Thread: #1:Check my answer

(a) y is inversely proportional to x^2. It is known that y = 10 for a particular value of x. Find the value of y when the value of x is halved.

My answer is 20, correct?

If not, can show me the workings, thanks?

Originally Posted by Yunie

(a) y is inversely proportional to x^2. It is known that y = 10 for a particular value of x. Find the value of y when the value of x is halved.

My answer is 20, correct?

If not, can show me the workings, thanks?

Nope...

You have y = k/x² where k is any constant number. If x is halved:

y(x/2) = k/(x/2)² = 4k/x²

This tells you that when x is halved y is multiplied by 4, consequently the value of y you want is 40.

Originally Posted by Yunie

y is inversely proportional to x^2.

So, there should be a constant. krtxmrtz use it as 'k' and he clearly solved it out, normally called as proportional constant. In mathematics by word you can say it as,

Two quantities are proportional, if they vary in a way that one quantities is a constant multiple of the other quantities.
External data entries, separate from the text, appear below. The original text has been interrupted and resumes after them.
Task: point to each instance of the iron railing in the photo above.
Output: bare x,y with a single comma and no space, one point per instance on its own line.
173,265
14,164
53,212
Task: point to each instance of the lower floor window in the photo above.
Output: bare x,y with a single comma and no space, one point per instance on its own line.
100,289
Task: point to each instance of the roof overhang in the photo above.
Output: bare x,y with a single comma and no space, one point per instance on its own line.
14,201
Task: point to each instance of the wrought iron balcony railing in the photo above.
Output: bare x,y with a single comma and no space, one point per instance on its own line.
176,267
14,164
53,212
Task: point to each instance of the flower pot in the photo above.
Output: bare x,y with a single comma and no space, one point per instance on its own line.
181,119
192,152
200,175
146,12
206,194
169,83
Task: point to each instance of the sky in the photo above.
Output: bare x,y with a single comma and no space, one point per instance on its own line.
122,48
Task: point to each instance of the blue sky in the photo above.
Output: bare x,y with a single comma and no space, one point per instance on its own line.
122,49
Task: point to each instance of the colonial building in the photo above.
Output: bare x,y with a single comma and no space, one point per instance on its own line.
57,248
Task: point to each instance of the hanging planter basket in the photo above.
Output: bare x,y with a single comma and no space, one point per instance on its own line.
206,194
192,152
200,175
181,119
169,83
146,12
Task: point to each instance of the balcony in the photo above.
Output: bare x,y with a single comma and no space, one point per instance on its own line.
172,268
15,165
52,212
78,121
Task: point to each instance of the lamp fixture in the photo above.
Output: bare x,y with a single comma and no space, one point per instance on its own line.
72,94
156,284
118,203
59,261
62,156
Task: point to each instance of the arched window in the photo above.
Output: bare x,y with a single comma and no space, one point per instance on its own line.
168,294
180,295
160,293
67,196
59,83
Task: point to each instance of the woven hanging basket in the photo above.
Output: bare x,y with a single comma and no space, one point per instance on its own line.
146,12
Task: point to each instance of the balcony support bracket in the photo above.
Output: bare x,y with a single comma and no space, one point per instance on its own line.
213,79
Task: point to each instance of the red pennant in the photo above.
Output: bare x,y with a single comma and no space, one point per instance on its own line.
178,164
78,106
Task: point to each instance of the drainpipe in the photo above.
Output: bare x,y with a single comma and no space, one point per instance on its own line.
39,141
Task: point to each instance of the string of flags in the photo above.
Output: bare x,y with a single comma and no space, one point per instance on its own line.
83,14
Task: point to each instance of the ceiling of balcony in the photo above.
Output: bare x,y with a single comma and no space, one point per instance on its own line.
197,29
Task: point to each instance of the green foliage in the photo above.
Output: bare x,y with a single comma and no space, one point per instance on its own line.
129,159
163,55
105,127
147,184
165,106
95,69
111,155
Depend on that, logically solve the problem as follows. When the x goes to halved of the original the constant going to be halved. On you question it is change quadratically, so the constant going to be one-fourth. If it is going to inversely proportional, constant going to be 4, think in other way round. So to get the new value multiply the original value by 4.

When you much familiar with this, so easy to solve these type of problems.